Carta al director del Presidente de la Federación de Comunidades Judías de España publicada en el diario ABC el pasado 29 de junio de 2010.
Éramos unos pocos, apenas ciento cincuenta personas. Nos agrupamos el domingo 27 de junio en Madrid, a las doce de la mañana, en torno al monumento a la Constitución, al monumento a nuestras libertades, porque no tenemos en nuestra ciudad un monumento a los Derechos Humanos.
La convocatoria fue oscura, es decir no había detrás ninguna organización, ni judía ni cristiana, y, por supuesto, de ninguna otra idea religiosa. Tampoco ninguna organización política se arrogó la paternidad. Incluso dos organizaciones, la una destinada a promover la concordia en el Oriente Medio y la otra a establecer lazos entre España e Israel, hicieron saber que no estaban entre las organizaciones convocantes y que la “manifestación” no tenía permiso gubernamental.
Fue una “quedada”, una convocatoria libre establecida entre internautas. Pedía la libertad de Gilad Shalit, un joven israelí – podía ser de Burgos o de Cherburgo – que llevaba cuatro años en cautiverio por un movimiento terrorista denominado Hamás – podía ser ETA o el movimiento terrorista chechenio – que dice defender los derechos humanos de los palestinos, pero que en realidad defiende el derecho a matar al otro, que para él es siempre un enemigo a abatir.
Los que estábamos allí no íbamos contra nadie.
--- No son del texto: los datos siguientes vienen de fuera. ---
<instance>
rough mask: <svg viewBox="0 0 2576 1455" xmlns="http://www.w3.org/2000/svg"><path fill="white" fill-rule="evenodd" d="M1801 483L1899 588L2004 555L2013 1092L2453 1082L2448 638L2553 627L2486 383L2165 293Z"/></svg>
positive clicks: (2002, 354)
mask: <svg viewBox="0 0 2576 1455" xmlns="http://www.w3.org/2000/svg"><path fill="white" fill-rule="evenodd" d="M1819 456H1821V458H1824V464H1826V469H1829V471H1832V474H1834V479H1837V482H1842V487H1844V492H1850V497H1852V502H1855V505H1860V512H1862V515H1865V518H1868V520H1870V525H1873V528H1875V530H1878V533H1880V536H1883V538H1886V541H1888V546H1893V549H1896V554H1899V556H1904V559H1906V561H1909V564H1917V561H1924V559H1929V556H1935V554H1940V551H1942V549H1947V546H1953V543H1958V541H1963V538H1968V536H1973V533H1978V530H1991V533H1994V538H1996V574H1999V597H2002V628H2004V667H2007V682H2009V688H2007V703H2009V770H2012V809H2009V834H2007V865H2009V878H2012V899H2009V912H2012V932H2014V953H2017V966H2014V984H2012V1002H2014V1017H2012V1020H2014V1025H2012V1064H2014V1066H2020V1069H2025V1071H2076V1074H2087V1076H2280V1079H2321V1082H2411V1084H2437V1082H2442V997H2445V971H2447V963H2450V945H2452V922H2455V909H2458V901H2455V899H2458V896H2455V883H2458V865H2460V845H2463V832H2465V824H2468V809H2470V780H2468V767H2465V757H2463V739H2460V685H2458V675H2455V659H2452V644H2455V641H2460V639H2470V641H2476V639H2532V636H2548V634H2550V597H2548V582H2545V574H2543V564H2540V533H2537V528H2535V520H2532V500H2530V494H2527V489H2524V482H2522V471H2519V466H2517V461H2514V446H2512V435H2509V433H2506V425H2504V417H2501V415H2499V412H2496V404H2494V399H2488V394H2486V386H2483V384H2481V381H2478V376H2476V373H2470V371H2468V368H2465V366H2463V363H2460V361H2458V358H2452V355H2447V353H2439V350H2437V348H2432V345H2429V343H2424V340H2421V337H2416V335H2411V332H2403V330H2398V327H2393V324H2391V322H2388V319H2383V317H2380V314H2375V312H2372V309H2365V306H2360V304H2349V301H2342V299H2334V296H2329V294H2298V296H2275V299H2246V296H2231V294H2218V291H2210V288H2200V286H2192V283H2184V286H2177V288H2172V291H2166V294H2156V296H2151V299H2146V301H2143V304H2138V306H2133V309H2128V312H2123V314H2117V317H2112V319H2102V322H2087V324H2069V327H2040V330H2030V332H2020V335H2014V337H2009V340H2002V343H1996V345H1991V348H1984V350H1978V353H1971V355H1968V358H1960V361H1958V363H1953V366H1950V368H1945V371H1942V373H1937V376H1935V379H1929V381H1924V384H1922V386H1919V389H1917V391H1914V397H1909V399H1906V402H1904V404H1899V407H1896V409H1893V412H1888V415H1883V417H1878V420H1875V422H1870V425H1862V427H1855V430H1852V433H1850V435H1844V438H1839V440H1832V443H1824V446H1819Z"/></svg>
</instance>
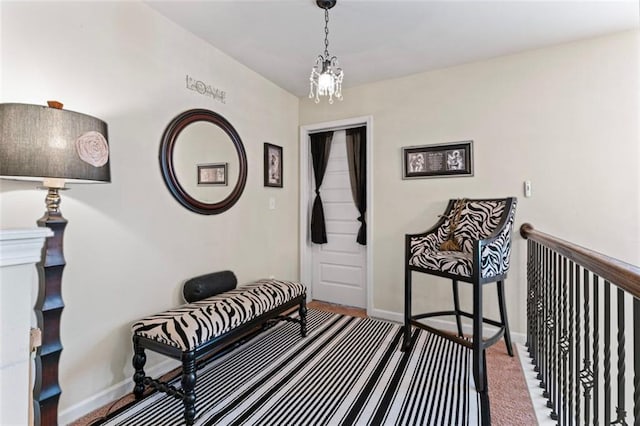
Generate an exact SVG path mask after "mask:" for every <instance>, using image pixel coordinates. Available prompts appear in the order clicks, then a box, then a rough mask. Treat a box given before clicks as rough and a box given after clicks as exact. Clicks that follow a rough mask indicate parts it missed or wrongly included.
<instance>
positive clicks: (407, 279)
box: [401, 266, 411, 352]
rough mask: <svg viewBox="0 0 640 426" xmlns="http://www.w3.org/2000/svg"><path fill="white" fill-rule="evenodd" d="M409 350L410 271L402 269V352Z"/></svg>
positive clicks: (410, 299)
mask: <svg viewBox="0 0 640 426" xmlns="http://www.w3.org/2000/svg"><path fill="white" fill-rule="evenodd" d="M410 349H411V270H410V269H409V268H407V267H406V266H405V268H404V334H403V337H402V348H401V350H402V351H403V352H406V351H408V350H410Z"/></svg>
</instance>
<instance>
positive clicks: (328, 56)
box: [309, 0, 344, 104]
mask: <svg viewBox="0 0 640 426" xmlns="http://www.w3.org/2000/svg"><path fill="white" fill-rule="evenodd" d="M316 3H317V5H318V7H320V8H321V9H324V55H322V54H321V55H318V57H317V58H316V60H315V66H314V67H313V68H312V69H311V74H310V76H309V98H311V99H314V100H315V102H316V103H319V102H320V96H327V97H328V102H329V104H332V103H333V100H334V98H335V99H338V100H342V79H343V76H344V73H343V71H342V68H340V67H339V65H338V58H337V57H336V56H331V55H330V54H329V9H331V8H332V7H333V6H335V4H336V0H316Z"/></svg>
Ni siquiera contra los que le tienen retenido, sin que en los cuatro años transcurridos haya podido ser visitado por la Cruz Roja o por ninguna organización caritativa. Los islamistas, que dicen que Islam viene de salam (paz), no dejan que nadie pueda dar testimonio de cómo está, vivo o muerto. Las organizaciones internacionales, los Estados Unidos, la Unión Europea, Rusia, las Naciones Unidas, los principales gallos del gallinero internacional, no han podido hacer nada por él. Sigue, si sigue vivo, aislado, sin que sus padres o familias sepan nada de él.
Éramos unos pocos. Pedíamos la libertad de Gilad Shalit, un joven que no ha cometido ningún delito. Pedíamos que le liberaran, que pudiera estar con su familia, que pudiera volver con los suyos. Con nosotros no estaba ninguna autoridad civil o política, ninguna personalidad pública. Ningún fotógrafo de prensa. Pero no estábamos solos. Con nosotros estaba la razón y la humanidad, la igualdad y la fraternidad, todo con minúsculas, porque en este tiempo oscuro – donde la propaganda ha sustituido a las ideas – las palabras con mayúscula han dejado de tener sentido.